This is a bit tricky. You can't always get logarithmically spaced numbers. As in your example, first part is rather linear. If you are OK with that, I have a solution. But for the solution, you should understand why you have duplicates.
Logarithmic scale satisfies the condition:
s[n+1]/s[n] = constant
Let's call this constant r for ratio. For n of these numbers between range 1...size, you'll get:
1, r, r**2, r**3, ..., r**(n-1)=size
So this gives you:
r = size ** (1/(n-1))
In your case, n=100 and size=10000, r will be ~1.0974987654930561, which means, if you start with 1, your next number will be 1.0974987654930561 which is then rounded to 1 again. Thus your duplicates. This issue is present for small numbers. After a sufficiently large number, multiplying with ratio will result in a different rounded integer.
Keeping this in mind, your best bet is to add consecutive integers up to a certain point so that this multiplication with the ratio is no longer an issue. Then you can continue with the logarithmic scaling.
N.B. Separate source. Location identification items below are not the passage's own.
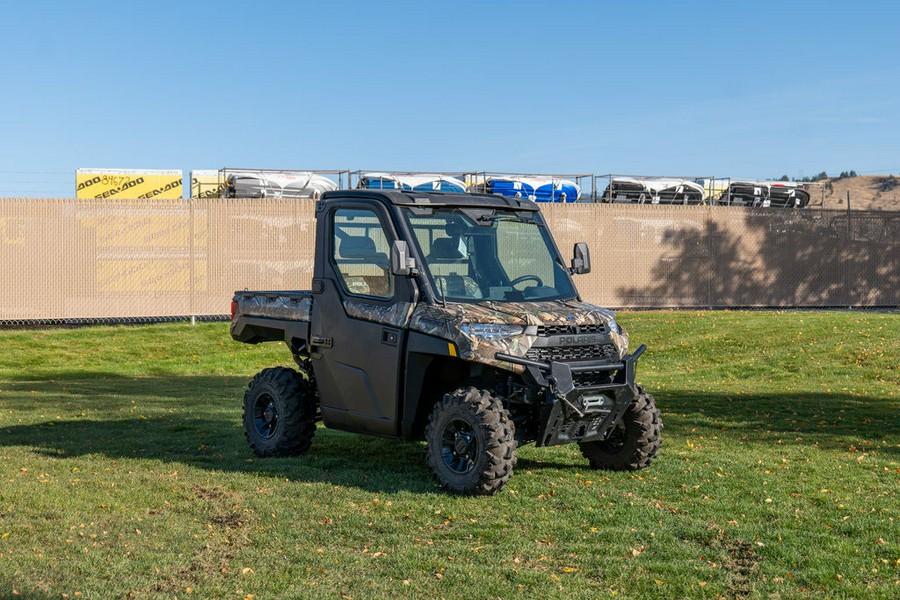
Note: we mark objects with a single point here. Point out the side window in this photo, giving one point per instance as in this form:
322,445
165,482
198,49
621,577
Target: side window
361,253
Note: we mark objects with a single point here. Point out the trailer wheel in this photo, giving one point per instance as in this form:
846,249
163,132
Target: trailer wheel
470,443
279,413
635,441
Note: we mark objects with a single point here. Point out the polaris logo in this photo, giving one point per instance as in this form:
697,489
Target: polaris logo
589,339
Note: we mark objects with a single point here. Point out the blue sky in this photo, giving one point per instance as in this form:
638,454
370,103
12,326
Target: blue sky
741,89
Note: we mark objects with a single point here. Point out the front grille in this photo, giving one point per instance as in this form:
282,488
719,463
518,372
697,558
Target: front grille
567,353
548,330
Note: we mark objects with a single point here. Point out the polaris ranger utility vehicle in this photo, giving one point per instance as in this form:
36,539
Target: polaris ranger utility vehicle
448,317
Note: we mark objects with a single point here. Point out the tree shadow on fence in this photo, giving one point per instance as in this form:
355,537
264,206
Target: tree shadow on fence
778,258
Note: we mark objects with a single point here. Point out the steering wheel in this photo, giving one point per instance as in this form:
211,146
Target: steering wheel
519,280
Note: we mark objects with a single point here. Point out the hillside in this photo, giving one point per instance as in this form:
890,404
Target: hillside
869,192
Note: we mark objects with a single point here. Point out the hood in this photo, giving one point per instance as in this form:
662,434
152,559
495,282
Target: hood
448,323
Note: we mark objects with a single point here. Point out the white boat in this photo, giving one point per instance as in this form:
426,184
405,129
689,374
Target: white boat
419,182
263,184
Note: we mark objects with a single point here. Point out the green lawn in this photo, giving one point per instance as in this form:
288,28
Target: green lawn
124,473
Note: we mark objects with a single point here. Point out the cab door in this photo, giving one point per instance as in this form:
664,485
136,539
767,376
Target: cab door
359,319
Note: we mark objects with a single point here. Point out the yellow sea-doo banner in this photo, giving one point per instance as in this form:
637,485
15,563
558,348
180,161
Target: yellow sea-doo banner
128,183
207,184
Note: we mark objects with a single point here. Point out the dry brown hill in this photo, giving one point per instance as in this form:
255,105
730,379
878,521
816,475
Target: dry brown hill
869,192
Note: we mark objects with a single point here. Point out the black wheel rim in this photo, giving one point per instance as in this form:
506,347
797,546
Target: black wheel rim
459,446
616,439
265,415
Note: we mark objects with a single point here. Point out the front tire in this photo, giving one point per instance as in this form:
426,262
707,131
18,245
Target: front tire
279,413
634,442
470,443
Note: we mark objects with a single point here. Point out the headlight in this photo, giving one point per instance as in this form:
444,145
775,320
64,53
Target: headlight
491,333
613,326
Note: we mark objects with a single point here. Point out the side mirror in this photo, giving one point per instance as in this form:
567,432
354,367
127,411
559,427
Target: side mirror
581,263
401,263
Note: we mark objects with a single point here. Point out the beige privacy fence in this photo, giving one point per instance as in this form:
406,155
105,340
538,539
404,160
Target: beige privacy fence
97,259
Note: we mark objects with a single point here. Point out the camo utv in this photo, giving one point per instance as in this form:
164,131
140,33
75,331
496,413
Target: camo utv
450,318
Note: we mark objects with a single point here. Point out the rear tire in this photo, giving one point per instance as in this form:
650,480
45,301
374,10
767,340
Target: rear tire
279,413
470,443
634,442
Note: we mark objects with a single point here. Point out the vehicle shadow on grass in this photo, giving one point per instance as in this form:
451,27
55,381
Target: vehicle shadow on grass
195,421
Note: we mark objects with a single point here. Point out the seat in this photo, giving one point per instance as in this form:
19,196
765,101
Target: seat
446,261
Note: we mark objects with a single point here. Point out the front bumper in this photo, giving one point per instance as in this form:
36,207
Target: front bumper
579,409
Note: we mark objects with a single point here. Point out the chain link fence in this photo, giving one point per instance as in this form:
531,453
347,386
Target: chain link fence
81,261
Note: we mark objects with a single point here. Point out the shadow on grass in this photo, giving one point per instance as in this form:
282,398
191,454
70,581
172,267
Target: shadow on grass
196,421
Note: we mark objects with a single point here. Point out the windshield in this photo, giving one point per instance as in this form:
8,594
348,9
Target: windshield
476,254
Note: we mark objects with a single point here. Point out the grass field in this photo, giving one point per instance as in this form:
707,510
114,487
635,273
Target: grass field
124,473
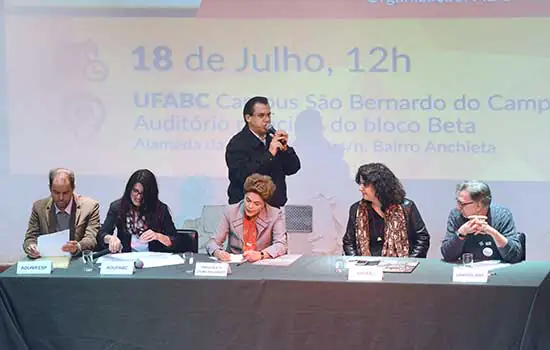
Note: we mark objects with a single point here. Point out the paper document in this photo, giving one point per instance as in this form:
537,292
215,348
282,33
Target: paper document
284,260
50,244
236,258
149,259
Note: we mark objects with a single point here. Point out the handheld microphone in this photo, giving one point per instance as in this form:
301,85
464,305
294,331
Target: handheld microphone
138,264
272,131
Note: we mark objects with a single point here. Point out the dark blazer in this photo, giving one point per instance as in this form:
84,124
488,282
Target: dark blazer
84,221
164,226
419,238
245,155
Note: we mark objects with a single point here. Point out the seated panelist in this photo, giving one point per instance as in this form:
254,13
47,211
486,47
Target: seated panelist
142,221
63,210
384,222
476,226
252,227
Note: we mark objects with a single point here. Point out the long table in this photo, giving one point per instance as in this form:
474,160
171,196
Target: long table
308,305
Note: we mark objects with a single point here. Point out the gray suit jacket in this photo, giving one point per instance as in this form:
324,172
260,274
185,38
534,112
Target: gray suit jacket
270,225
84,221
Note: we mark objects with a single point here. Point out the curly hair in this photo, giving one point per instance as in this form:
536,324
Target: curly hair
262,185
387,186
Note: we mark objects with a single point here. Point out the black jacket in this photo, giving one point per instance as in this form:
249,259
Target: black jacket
165,226
245,155
419,238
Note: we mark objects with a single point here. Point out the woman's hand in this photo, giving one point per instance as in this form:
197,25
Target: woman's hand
222,255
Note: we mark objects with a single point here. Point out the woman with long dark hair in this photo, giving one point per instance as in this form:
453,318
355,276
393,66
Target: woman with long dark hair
142,221
384,222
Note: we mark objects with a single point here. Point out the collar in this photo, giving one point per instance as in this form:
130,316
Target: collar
68,209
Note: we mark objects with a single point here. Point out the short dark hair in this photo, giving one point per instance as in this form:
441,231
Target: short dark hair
387,186
248,108
62,172
262,185
479,191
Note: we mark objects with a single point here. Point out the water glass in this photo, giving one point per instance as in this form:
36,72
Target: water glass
340,265
88,260
189,258
468,259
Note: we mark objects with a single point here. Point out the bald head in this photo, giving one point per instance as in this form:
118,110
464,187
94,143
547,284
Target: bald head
61,187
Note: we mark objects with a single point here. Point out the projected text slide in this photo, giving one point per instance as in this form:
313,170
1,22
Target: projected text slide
464,98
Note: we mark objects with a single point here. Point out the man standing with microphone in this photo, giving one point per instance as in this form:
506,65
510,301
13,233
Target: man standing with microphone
259,148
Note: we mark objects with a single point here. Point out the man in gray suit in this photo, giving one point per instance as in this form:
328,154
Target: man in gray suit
63,210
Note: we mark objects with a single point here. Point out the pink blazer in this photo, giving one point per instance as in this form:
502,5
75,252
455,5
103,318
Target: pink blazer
270,224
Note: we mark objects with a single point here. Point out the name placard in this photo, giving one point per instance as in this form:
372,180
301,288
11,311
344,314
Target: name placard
214,269
365,273
117,268
470,274
38,267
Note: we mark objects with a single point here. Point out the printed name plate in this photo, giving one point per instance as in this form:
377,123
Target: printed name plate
38,267
211,269
117,268
470,274
365,273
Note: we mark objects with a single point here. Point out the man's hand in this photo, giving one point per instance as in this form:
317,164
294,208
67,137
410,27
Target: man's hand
222,255
33,251
114,243
70,246
252,255
466,229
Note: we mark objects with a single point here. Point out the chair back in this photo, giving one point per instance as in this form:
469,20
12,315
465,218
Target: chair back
522,241
191,243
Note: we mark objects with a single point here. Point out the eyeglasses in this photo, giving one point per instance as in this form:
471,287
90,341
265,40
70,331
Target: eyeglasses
463,204
264,115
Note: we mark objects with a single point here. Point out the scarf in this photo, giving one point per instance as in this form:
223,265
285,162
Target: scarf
396,240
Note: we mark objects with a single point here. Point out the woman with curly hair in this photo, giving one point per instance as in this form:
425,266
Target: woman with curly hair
253,227
384,222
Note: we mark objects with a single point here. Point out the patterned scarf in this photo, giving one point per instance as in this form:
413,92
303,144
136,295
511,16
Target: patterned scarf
396,240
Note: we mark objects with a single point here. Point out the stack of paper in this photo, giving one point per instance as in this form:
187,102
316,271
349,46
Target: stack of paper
149,259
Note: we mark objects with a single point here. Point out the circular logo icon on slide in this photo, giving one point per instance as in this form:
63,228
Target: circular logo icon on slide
84,115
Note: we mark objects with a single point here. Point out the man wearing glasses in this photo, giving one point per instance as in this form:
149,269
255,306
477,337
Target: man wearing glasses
476,226
254,149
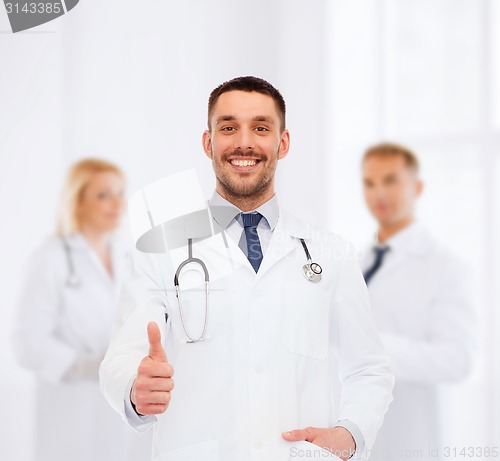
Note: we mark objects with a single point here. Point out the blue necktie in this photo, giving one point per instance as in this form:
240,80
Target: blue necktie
379,259
250,222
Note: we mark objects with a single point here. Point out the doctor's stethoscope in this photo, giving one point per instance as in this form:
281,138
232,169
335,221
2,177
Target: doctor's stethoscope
312,271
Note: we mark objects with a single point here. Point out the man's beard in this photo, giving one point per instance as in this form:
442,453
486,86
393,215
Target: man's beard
243,188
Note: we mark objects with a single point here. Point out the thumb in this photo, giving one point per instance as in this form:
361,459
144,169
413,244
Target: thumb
156,351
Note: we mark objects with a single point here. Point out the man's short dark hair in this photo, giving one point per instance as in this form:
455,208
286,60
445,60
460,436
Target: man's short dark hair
249,84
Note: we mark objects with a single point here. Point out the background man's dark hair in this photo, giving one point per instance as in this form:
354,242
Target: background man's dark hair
249,84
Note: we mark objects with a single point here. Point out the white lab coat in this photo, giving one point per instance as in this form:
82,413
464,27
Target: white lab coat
422,304
268,365
59,328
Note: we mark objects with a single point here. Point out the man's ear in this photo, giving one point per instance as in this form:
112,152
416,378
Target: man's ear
207,144
420,187
284,144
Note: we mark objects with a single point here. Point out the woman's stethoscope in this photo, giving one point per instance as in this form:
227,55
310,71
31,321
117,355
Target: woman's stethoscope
312,271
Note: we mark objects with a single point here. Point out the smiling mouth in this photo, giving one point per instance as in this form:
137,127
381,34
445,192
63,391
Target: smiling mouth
243,162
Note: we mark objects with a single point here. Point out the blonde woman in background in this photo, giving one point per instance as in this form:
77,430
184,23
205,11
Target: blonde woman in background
65,316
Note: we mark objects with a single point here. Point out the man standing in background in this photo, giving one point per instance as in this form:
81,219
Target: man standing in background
421,303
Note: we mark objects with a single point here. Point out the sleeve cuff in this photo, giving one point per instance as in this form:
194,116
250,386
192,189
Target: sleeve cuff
138,422
359,440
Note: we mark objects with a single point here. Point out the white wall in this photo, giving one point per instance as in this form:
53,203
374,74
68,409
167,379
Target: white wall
129,81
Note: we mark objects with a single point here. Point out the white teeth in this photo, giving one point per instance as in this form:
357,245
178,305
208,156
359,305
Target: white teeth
243,162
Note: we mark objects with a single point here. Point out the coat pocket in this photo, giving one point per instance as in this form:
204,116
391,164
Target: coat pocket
203,451
306,318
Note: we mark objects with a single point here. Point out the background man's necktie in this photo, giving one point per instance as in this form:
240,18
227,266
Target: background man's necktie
254,254
379,259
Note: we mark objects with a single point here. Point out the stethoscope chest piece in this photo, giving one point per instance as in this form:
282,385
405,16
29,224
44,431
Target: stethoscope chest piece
312,272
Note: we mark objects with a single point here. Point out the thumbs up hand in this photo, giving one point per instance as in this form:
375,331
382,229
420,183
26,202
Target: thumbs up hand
151,389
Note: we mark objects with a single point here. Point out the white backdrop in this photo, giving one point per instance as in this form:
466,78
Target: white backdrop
129,81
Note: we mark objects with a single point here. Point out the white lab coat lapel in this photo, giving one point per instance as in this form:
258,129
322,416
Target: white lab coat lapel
283,241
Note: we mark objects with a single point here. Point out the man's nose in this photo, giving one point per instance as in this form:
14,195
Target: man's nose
245,140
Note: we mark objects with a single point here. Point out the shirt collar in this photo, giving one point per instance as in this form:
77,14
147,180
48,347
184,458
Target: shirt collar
225,212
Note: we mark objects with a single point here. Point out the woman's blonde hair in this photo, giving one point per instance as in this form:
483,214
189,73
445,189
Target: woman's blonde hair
77,179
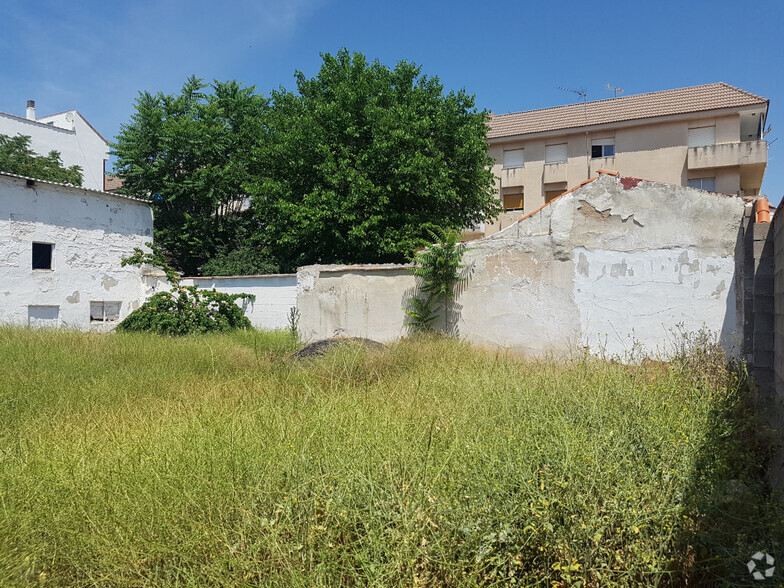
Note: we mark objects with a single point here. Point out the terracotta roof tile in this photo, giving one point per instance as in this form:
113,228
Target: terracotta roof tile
668,102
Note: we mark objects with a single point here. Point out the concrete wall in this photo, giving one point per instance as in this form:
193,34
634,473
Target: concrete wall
611,264
655,150
275,295
78,143
90,232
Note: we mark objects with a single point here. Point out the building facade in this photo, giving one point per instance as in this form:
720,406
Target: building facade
67,132
61,252
709,137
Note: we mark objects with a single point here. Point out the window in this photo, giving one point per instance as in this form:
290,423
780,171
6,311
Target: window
702,136
513,158
708,184
513,199
104,312
42,255
43,316
555,153
602,148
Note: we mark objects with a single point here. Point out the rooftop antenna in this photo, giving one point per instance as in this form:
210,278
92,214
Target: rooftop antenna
584,95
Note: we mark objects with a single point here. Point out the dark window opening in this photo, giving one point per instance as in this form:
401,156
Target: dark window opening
42,255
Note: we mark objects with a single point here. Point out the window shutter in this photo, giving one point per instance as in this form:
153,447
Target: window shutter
514,158
555,153
702,136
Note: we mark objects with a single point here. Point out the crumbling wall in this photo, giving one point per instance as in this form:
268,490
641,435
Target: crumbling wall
614,264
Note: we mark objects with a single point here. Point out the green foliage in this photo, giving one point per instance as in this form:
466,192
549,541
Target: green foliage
363,158
245,261
183,310
191,155
132,460
438,272
186,311
16,157
352,167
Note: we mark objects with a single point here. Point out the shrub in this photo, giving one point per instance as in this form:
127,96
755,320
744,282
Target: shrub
187,310
184,310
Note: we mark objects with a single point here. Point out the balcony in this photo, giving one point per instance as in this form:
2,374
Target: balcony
728,154
513,176
554,172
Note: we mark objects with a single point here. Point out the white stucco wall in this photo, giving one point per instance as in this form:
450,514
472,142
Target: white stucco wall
613,264
78,143
275,295
90,232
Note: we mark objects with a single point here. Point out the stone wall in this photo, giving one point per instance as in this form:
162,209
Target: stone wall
615,265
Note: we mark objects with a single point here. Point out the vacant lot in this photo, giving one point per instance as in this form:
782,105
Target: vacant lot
147,461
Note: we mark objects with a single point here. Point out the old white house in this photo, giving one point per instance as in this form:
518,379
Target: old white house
61,248
67,132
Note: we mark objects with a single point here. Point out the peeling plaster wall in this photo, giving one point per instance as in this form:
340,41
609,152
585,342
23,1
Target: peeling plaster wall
616,263
275,296
91,232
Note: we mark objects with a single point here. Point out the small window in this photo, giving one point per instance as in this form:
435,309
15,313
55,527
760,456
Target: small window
513,199
602,148
514,158
104,312
47,317
555,153
702,136
42,255
708,184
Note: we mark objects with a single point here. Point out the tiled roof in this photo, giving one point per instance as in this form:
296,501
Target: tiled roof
72,188
669,102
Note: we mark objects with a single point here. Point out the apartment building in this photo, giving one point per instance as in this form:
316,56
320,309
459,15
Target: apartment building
709,137
67,132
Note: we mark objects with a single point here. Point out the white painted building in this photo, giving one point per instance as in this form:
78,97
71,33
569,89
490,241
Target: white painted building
67,132
61,248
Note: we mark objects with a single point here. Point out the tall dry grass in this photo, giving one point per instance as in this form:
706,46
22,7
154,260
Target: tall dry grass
130,460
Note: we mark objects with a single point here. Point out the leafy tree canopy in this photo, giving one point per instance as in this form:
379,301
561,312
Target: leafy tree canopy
16,157
191,156
354,166
364,159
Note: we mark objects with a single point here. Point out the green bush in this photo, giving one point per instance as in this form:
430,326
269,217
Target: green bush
188,310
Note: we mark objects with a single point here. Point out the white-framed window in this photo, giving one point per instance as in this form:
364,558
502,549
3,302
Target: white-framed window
42,256
514,158
602,148
513,199
102,311
708,184
555,153
702,136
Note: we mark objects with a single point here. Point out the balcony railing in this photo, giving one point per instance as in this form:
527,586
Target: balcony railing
728,154
512,177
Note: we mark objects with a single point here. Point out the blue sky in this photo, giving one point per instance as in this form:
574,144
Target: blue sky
96,56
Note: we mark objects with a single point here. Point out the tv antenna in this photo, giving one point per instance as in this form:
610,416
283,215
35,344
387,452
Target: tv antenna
584,95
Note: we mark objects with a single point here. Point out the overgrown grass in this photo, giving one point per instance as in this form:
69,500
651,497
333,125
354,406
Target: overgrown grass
136,460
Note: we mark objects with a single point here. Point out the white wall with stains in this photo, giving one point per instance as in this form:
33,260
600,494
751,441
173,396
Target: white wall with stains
615,265
89,233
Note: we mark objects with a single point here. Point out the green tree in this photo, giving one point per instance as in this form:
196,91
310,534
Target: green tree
439,271
191,155
363,158
16,157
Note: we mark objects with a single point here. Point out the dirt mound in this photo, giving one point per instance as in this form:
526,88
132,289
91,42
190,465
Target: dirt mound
321,347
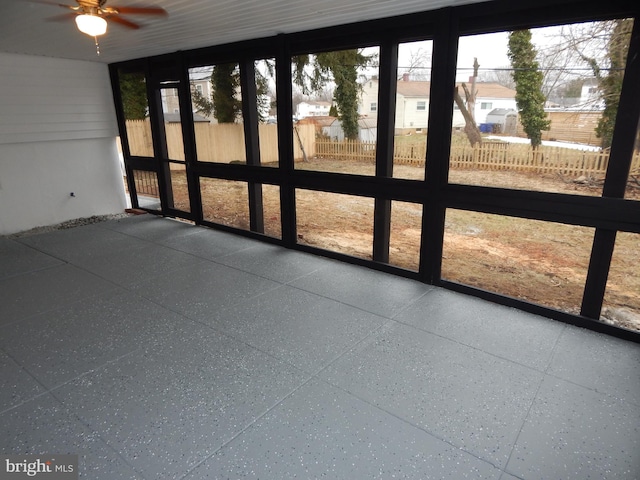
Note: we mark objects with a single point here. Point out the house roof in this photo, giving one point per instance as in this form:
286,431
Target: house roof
321,103
363,122
319,120
485,89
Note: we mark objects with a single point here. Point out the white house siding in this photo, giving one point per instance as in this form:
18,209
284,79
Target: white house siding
480,113
57,135
412,117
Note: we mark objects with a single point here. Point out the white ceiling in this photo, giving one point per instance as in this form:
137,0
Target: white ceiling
24,27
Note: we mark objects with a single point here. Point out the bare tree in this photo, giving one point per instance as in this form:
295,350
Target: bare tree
417,65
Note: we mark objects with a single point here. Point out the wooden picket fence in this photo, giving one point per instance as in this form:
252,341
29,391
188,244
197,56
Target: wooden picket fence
225,143
488,156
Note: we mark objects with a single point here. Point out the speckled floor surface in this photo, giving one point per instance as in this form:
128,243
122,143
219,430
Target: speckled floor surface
158,350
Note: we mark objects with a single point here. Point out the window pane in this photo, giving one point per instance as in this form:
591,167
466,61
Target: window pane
573,94
225,202
632,191
336,129
622,297
172,123
267,128
216,100
412,109
178,174
271,209
147,189
133,89
406,227
541,262
336,222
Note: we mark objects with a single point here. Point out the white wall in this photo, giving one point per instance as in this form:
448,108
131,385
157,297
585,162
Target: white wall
57,136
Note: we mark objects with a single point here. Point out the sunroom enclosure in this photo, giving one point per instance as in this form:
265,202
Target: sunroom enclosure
424,222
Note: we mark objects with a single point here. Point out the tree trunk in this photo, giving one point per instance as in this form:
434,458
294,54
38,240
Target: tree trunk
470,127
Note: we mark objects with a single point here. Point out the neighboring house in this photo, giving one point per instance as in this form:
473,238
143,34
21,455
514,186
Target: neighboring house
412,103
501,120
175,118
170,102
367,130
320,122
313,109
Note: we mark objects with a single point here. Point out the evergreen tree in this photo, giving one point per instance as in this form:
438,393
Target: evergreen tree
133,90
528,79
341,67
611,84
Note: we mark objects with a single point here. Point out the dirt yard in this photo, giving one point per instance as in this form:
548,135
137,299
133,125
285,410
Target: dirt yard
542,262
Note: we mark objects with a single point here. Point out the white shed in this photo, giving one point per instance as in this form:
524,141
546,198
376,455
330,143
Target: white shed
367,130
504,120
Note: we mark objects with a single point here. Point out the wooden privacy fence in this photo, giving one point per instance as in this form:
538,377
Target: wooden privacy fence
220,143
224,143
522,158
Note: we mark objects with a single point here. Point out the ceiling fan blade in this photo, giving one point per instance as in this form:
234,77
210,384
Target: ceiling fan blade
123,22
56,4
138,10
63,17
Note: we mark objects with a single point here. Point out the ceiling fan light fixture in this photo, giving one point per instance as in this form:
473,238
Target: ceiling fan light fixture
92,25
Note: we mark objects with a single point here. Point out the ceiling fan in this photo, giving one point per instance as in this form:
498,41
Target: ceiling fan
91,15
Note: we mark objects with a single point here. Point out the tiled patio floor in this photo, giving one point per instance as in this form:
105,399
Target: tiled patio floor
159,350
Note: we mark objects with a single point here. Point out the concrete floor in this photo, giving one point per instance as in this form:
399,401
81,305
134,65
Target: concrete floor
159,350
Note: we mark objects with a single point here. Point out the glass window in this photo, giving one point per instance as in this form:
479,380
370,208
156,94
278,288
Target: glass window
147,189
218,120
172,123
622,297
541,120
345,140
225,202
632,192
135,105
267,128
179,187
541,262
271,210
413,89
405,238
336,222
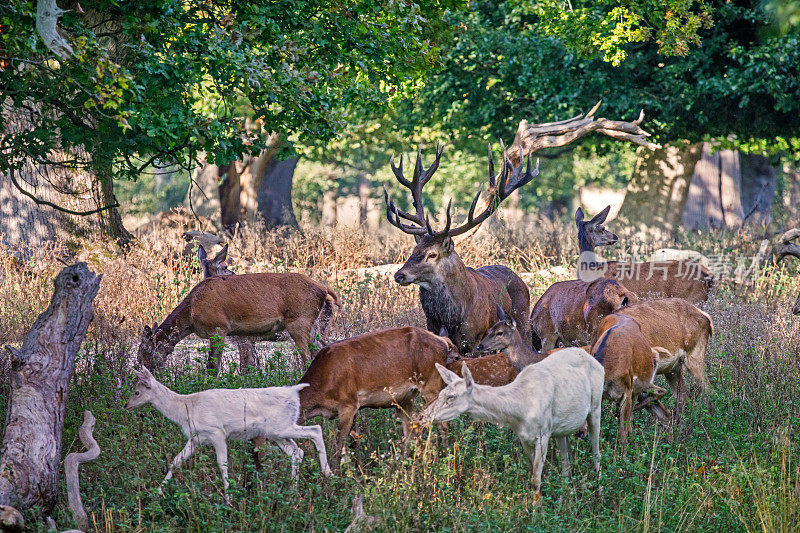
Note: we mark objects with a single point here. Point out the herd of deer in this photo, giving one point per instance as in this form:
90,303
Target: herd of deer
482,353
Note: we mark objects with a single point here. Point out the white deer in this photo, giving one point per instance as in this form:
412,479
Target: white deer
551,398
213,416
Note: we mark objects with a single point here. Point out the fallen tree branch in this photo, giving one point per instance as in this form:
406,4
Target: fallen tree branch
71,464
47,15
531,138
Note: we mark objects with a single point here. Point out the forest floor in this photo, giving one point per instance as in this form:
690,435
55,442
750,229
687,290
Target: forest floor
732,464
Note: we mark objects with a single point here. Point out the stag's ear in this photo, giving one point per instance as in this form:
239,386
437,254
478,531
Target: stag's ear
222,255
145,377
600,217
579,216
467,377
448,376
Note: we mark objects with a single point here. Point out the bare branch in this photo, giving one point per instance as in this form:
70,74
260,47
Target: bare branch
531,138
71,464
39,201
47,14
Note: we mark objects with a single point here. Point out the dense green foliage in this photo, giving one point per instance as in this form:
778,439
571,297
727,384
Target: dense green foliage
163,81
739,80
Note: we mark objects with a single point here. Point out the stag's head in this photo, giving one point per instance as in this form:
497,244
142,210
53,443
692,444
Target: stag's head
603,297
501,335
434,252
593,233
145,389
216,266
455,398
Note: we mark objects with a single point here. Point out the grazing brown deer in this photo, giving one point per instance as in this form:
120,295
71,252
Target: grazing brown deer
454,296
567,308
673,279
251,305
504,336
246,345
789,248
381,369
682,330
630,365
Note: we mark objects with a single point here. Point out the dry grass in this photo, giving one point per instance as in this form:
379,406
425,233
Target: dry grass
735,466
The following function does that:
import numpy as np
def gen_log_space(limit, n):
result = [1]
if n>1: # just a check to avoid ZeroDivisionError
ratio = (float(limit)/result[-1]) ** (1.0/(n-len(result)))
while len(result)<n:
next_value = result[-1]*ratio
if next_value - result[-1] >= 1:
# safe zone. next_value will be a different integer
result.append(next_value)
else:
# problem! same integer. we need to find next_value by artificially incrementing previous value
result.append(result[-1]+1)
# recalculate the ratio so that the remaining values will scale correctly
ratio = (float(limit)/result[-1]) ** (1.0/(n-len(result)))
# round, re-adjust to 0 indexing (i.e. minus 1) and return np.uint64 array
return np.array(list(map(lambda x: round(x)-1, result)), dtype=np.uint64)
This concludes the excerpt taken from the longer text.